Saturday, 21 September 2013

A few gotchas with R date-time classes

Date and time handling is essential to many modelling and analysis exercises, in R and other languages used for scientific computing. Over the past few months I tackled the mapping of date-time concepts between R and the .NET framework as part of the work on the rClr package. A few weeks ago Mollie Taylor posted on Date formats in R, which I found an interesting read, as I always have to remind myself of date-time formats when I need it. I thought I'd share what I learned with date-time handling in R in light of its mapping to .NET (Date-time mapping).

Date-time handling essentials

R has several classes that are representing date-time concepts: Date, POSIXct, , POSIXlt, each with its use of generic as functions to convert back and forth between them (Ripley and Hornick, 2001). Date effectively has a precision limited to one day, whereas POSIXt objects are down to a second. Importantly, POSIXt objects always have time zones attached to them, implicitely or explicitely; checl out ?Sys.timezone for details.

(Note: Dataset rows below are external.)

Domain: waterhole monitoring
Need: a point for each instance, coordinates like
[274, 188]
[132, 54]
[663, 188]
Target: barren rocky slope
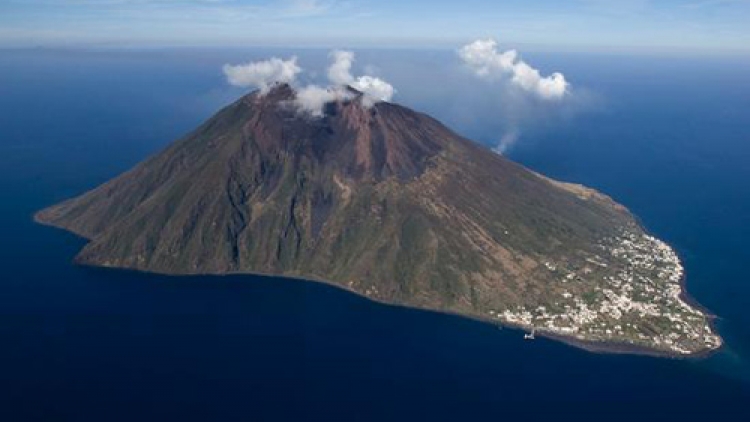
[391, 204]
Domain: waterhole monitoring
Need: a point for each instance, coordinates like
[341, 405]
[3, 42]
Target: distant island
[389, 203]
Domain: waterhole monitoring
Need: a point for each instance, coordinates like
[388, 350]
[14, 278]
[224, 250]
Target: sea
[667, 135]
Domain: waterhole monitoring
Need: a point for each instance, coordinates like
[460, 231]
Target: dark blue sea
[668, 136]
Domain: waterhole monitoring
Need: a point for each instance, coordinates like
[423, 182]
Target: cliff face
[382, 200]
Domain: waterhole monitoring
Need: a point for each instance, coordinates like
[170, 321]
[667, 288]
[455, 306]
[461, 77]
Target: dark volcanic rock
[383, 200]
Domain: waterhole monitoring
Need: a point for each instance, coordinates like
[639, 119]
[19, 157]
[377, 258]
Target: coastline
[592, 346]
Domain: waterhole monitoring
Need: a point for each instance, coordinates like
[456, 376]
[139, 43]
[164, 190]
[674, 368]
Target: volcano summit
[389, 203]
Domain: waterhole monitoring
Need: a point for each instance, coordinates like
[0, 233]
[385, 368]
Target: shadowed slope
[382, 200]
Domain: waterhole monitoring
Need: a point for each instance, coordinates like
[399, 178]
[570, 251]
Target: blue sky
[708, 25]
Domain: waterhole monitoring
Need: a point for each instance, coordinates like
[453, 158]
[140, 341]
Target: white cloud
[313, 98]
[483, 57]
[339, 73]
[373, 88]
[263, 74]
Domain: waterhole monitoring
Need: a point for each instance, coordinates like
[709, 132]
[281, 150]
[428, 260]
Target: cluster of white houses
[639, 303]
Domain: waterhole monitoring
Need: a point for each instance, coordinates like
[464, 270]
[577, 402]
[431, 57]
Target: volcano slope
[389, 203]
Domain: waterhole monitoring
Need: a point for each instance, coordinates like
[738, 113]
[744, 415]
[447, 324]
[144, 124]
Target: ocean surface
[668, 136]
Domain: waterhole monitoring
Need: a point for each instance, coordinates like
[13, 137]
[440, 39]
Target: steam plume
[263, 74]
[339, 74]
[486, 61]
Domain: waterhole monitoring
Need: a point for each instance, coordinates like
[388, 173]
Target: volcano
[391, 204]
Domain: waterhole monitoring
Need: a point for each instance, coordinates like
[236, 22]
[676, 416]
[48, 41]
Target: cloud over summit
[311, 98]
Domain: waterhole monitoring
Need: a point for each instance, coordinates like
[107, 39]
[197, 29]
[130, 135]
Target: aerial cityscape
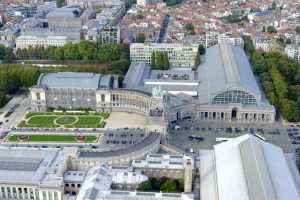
[149, 100]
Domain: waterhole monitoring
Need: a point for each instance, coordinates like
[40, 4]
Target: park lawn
[42, 120]
[53, 138]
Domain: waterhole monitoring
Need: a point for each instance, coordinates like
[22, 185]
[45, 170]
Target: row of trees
[160, 60]
[84, 50]
[280, 79]
[162, 184]
[201, 51]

Important contributions have been made to date-time handling in R with the lubridate package (Grolemund and Wickham, 2011). It is very tempting to use lubridate classes, but because of the level of generality at which rClr aims however, it really needs to map to the core R date-time classes.

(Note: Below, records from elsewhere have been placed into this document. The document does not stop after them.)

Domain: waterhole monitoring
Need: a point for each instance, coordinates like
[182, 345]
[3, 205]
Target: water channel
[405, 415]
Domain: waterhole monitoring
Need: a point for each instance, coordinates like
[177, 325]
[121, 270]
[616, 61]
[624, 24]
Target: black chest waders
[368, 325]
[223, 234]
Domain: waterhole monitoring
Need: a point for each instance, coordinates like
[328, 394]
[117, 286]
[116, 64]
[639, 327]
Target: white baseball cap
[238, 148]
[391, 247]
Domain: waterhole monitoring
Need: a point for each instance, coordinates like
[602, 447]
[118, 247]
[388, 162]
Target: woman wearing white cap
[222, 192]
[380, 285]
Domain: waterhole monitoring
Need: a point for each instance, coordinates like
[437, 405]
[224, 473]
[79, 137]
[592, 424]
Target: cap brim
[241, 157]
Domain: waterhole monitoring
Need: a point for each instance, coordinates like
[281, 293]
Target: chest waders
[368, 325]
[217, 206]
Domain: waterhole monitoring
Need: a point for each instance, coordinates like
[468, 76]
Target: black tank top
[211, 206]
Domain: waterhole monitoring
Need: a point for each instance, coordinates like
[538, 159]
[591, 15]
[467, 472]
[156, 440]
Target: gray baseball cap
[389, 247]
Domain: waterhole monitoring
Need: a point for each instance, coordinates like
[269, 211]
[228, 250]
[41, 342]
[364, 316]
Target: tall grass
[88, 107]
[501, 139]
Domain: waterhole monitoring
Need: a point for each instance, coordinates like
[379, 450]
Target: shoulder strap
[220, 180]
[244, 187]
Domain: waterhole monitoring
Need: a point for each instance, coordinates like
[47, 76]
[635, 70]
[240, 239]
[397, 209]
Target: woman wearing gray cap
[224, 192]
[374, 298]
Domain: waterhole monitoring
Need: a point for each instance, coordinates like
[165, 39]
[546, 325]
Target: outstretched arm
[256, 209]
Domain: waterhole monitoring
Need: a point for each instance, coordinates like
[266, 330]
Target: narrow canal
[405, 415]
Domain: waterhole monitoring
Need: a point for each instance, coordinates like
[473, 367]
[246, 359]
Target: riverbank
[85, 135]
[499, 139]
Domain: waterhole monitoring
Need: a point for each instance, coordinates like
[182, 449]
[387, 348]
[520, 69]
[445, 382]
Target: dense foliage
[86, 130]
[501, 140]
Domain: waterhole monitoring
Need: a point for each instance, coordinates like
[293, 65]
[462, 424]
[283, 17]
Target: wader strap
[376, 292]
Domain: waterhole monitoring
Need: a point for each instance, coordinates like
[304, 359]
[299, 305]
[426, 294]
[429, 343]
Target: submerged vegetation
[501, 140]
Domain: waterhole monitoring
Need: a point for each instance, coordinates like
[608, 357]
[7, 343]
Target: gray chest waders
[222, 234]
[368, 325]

.NET has the types DateTime, DateTimeOffset, and TimeZoneInfo to deal with most date-time operations. A crucial difference with R is that DateTime purposely does not include time zone information, although it can be tagged as a UTC or Local date-time. Its system is overall less machine-dependent than R's, though not totally.

Daylight Savings Time. Whew! where do I start. You'd think this is bad enough to miss a breakfast catchup with friends, but it gets much worse when dealing with it in software. leap seconds are lurking, but thankfully I think I did not need to worry about it for R/.NET interop.

R date-time gotchas

Here are a few things I noticed when setting up unit tests for rClr . When converting date and times from UTC to local time you want to be careful which timezone you use, in particular avoid Sys.timezone without arguments.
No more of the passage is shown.